What is terrifying about this, is the feeling that we could be wrong. I don’t believe the viewer is afraid that they or someone they love will become possessed nearly as much as they fear the idea that events could conspire to prove our understanding of the world around us completely void. In many ways, this film doesn’t rely on the supernatural to get under the audience’s skin, it relies on the failure of medicine, science, and logic. Blatty himself doesn’t consider the story “horror” at all. He once said that while writing the book he never set out to scare anyone, while admitting that his words would be “an admission of failure on a stupefying level”, he felt that this story was a “supernatural detective” story. Friedkin says he never saw it as a horror film, either, going so far as to say, “Anyone who thinks this is a horror film is wrong”. They both claim it is a story about the mysteries of faith. Through the beginning of the film, that by modern accounts is quite slow, it is a mystery. Is the girl possessed? Will her mother realize it in time? Will Father Karras be able to help her? But the questions it raises when paired with the incredibly real effects create a horror, whether Blatty and Friedkin intended it or not.

William Peter Blatty wrote The Exorcist in a cabin that cost $70 a month, holed away from his wife and children, only leaving to buy groceries and visit his mother who was in a convalescent home. Originally a comedy writer, it was the first time he wrote without the intention of getting laughs, and the first time he felt that the characters had taken over. He said he never had a plot in mind, but instead used notes on the physical symptoms of a possession instead. After a seven year correspondence with a priest named Father Bowdern, a man who had actually performed an exorcism, his notes must have been fairly in-depth. He based the characters on people he knew, and inserted his own grief over the loss of his mother into Father Karras’s narrative. Some of the events in the story were inspired by actual events unrelated to possession and exorcism, like the story he tells of a student attempting to steal a physics test from a classroom and being discovered, only to launch himself through a window and down a set of stairs. Even the bits not based on Father Bowdern’s 1949 exorcism case are steeped in realism.


The effects, make up, and compelling journey from skepticism to belief was so compelling that the cast and crew felt a deep unease. After a mysterious fire on set that delayed filming, and some accidents on set like Linda Blair’s back harness coming loose, causing her to be thrashed about on the bed while screaming, “It hurts! Make it stop!” which also happened to be her lines for the scene, it was believed that there was a curse on the film. Some posited that the Devil himself was attempting to keep the film from being made; afraid it would reveal him to the world. Most horror films have rumors of a curse surrounding the filming, as it adds a mystique to the film. The Exorcist is no different. Several members of the cast and crew said that nine people who were involved in the film died. It is difficult to corroborate the number as they counted relatives of the cast, and rarely name more than four people, to include the ninety-year-old woman who played Father Karras’s mother. The deaths all appear to be from natural causes, and some occurred years after the making of the film. Still, during filming the cast and crew were so unnerved that Friedkin asked a priest to come in and exorcise the set. The priest refused, in part because it was nearly impossible to get Church approval for an exorcism at the time, and because he felt it would only serve to unnerve the cast and crew further. He did come in and bless the set and speak with the cast and crew in an attempt to calm them.

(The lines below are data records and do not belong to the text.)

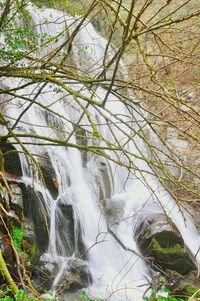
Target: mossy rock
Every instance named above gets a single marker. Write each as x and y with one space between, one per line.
160 241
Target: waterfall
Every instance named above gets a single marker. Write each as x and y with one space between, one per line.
116 272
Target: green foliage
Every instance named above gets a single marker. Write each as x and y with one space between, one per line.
22 295
17 236
165 294
85 297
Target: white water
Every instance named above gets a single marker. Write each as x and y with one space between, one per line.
117 274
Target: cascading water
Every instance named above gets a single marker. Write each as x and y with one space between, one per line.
114 270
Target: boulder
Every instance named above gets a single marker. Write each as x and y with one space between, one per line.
77 276
160 241
12 165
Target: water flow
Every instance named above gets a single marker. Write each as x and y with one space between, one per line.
116 272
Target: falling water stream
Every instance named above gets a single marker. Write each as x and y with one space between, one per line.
116 273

Even after the filming was complete, the sense of evil looming infected people working on the postproduction. Not satisfied with the 150 hours of work the sound people put into making Linda Blair’s voice sound demonic, Friedkin hired renowned radio actress Mercedes McCambridge to do the vocal work. McCambridge asked to be bound to a chair, and have the restraints tighten during the lines where Regan was distressed. To achieve the rasping, deep, demonic voice she drank whiskey, chain smoked, and swallowed raw eggs, even her breathing sounded ominous. Despite her dedication to the role, or perhaps because of it, she had to take frequent breaks to be comforted by priests and read scripture. There were times that she spontaneously erupted into tears while recording, as she was so disturbed by the work.

Adding to the idea that the film was cursed, or evil in and of itself, it was sent to 666 Fifth Avenue to be edited. Friedkin writes in his autobiography that if he had believed that there was a curse he would not have been able to go on with it, despite asking for an exorcism and having priests standing by during postproduction voice recordings. In the same writing, Friedkin shares that Fr. Bowdern had written to Blatty saying, “I can assure you of one thing: The case I was involved in was the real thing. I had no doubt about it then, and have no doubts about it now”. He also claims that Fr. Henle had felt that Blatty’s writing was a faithful, but fictionalized account of the 1949 case Fr. Browdern had participated in. Given his inclusion of the letter that wasn’t even addressed to him, is difficult to believe that Friedkin was completely divorced from the idea that the film was cursed or under some sort of supernatural black cloud, even as he talks about the good he feels the film did in confronting evil and bringing matters of faith to the mainstream.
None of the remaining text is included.